No. No it wasn’t a dumb fear at all; not in the slightest. The guides carried rifles for a reason, and no wildlife had been spotted on their way down the mountain, not even a falcon, a deer or a wolf. Nothing. It was only now, as they trudged through aromatic orange heather (it smelt of fudge) and red gorse, that they were able to spot trios or quartets of bats circling, their appearance made all the more wonderful by the brightness of the morning.
‘How are you feeling?’ Massimo called, five or sex metres to Bernadette’s left.
‘Warmer,’ she answered.
‘That’s good.’
‘And like I’ve eaten four plates of mutton phal.’
Massimo chuckled. ‘That’s not so good.’
‘No.’
‘Sphincter that glows in the dark.’
‘Something like that.’
‘Red raw, I am.’
‘Yeah all right, Mass, I don’t need the details.’
‘You’re a nurse!’
4.
Midway through the fifth day away from the village, the expedition became aware of the sound of voices, up ahead.
‘Signs of life!’ Connors announced – the first utterance he’d made in twenty-four hours.
The voices were shouts, guttural and low-pitched; it sounded like cheering. A game of sports? An execution?
The guides spoke among themselves as the party trudged on through patches of snow on the hardpacked pink-and-saffron earth. They passed buildings shaped like domes, made of the same earth, which were thought to be homes; and as the voices grew louder, the trekkers’ mood lifted.
A crowd had gathered around a rectilinear piece of land about twenty metres by ten. At either end of this pitch stood a basketball stanchion; and two teams of seven players apiece were engaged in what looked like a game of netball. One team was playing naked; the players were covered in fur from head to foot, and alternated between running on two feet and scampering on all fours. Their chests were protuberant but muscular; no penises were in
sight, so the team was possibly female. The other team was dressed in saris made of mirrors; their gender was impossible to determine – they wore mirrors on their faces and heads so that only the three eyes in their foreheads could be seen.

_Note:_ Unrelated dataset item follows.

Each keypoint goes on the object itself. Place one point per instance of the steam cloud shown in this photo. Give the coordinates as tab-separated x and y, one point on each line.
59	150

It was not a netball that passed from hand to hand, however.
It was a human head.
An Absence of Light
1.
Eastlight woke up in a state of high agitation. He did not know where he was; all he was aware of was pain in both his legs, the sense of a retreating hangover… and the dark physical confines of where he’d been placed. When he tried to stretch out his arms, he understood that there was no space for them to stretch to. Instead, his fingers touched the walls of his upright coffin – walls cold and damp – and he remembered the attack that Don Bridges had served him, comprehending in an instant that Don must have shoved him into the hole in the kitchen floor. His heart fluttered. He wiped sweat from his unseeing eyes and tried to dry his hand on a trouser leg.

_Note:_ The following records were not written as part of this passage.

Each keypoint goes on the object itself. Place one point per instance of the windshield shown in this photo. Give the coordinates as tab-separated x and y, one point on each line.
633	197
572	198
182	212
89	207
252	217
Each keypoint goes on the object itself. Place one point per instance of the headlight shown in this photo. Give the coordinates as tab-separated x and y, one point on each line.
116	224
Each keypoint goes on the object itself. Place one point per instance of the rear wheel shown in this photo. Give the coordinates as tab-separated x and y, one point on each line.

There were no trousers. Don must have stripped him. There were no boxers either; as Eastlight conducted a touch-search of his own body, he concluded a mental tally. He was not wearing socks; he wore nothing on his upper body. Nothing at all.

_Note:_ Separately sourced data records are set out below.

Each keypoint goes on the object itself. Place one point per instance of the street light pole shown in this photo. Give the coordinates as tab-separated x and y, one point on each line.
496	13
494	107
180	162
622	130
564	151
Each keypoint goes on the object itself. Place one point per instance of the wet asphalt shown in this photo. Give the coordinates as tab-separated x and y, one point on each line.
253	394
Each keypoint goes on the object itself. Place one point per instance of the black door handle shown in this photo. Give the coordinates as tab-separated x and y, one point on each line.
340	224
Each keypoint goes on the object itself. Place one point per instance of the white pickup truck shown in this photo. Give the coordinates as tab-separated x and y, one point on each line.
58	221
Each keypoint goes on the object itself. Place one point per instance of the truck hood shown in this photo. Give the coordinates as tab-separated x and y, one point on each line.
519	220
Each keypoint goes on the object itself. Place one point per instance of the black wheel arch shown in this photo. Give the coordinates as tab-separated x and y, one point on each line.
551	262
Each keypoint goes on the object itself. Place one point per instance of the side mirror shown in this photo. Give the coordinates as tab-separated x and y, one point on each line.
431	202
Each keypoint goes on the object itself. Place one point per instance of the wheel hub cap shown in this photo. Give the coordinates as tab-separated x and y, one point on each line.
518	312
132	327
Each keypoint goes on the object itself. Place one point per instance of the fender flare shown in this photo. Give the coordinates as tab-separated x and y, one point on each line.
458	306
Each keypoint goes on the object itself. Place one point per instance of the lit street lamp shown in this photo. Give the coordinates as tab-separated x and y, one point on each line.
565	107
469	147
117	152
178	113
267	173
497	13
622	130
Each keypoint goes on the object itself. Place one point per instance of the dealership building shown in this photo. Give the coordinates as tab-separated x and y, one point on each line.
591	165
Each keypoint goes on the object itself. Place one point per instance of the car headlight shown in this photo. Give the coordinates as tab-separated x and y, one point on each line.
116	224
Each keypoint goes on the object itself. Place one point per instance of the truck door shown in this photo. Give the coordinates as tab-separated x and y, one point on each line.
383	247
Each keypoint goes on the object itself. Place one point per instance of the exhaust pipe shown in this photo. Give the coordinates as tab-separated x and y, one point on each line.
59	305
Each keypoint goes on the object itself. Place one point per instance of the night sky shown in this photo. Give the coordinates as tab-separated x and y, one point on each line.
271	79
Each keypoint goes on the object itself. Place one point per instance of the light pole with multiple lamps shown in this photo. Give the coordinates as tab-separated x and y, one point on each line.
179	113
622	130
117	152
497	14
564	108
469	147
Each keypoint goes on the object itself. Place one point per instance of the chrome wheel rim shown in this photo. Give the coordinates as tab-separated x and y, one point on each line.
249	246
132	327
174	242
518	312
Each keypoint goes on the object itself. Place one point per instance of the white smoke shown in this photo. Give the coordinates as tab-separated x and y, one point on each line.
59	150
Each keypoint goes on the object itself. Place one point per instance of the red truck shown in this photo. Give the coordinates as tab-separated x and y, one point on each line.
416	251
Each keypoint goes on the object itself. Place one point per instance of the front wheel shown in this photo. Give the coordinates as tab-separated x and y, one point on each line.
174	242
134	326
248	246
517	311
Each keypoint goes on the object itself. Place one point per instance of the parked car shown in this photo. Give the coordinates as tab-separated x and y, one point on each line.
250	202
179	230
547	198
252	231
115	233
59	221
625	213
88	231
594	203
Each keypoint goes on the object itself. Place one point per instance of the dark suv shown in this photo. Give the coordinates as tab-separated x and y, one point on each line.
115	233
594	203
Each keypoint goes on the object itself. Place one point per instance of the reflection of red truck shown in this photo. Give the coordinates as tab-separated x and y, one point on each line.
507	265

He’d been left in a hole completely naked. He’d freeze!
Jesus Christ.
His mind mouthed the words slowly, as if to someone who spoke a different language.
I’ll starve to death. He’s trying to kill me…
With this realisation planted, Eastlight reached up with both arms and pushed at the underside of the trapdoor. The wood was chilly and dry; it was strong. The trapdoor did not move (had Don placed something heavy on top of it?) and only when his chest muscles burned did Eastlight give up, exhausted and panicky, the pains in his legs excited by the exertion.
But I’m standing, he thought. I’m not crippled… He didn’t finish my legs.